Let’s consider JFK and MLK, both died before their legacies were fullfilled, but they will be forever revered for their efforts. We as a people invested in their legacies and their vision which in turn inspired a generation. Now consider yourself, do you feel what you have learnt, your life experiences and your skill sets will be invested for future generations? Would it be a comforting thought to know that your personal strife, hardships and efforts will have been for the benefit of others? Your morals, values, beliefs and opinions will one day have the potential to benefit or influence your children and their children?
A legacy is a gift you leave behind without expecting anything in return, just as a farmer may plant a tree knowing full well that they may never taste the fruits it bears. It is something you create during your life solely to benefit future generations. When you leave a legacy, the most important gift you can give your loved ones is not a tangible item such as money, but a piece of yourself in the form of values.
Knowing that one day I won’t be here helps me stay focused on what I’m doing in the present so that my goals are in line with my legacy. It offers a concrete sense of purpose in choosing what I am giving my energy to.
Imagine your funeral (not the happiest topic) but one worth serious thought. Beyond your last will and testament, what part of you remains on earth?

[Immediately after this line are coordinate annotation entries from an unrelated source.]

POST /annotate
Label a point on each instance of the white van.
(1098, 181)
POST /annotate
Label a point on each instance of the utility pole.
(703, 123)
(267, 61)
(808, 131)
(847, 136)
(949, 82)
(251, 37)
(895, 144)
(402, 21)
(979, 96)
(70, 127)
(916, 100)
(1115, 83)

Your legacy remains, the power to shape that legacy is in your hands today. In order to be that example to future generations, in order to pass on these beliefs and values, you have to live them consciously, right now. Remember what you do for yourself dies with you, what you do for others lives on.
None of us are promised a tomorrow so lets take this opportunity to live our legacies, actively engage in it everyday, living each day as if it was our last… because one day we will be right!
Information cited from physiology.com, Success Magazine and Barbara Greenspan Shaiman founder of Champions for Caring.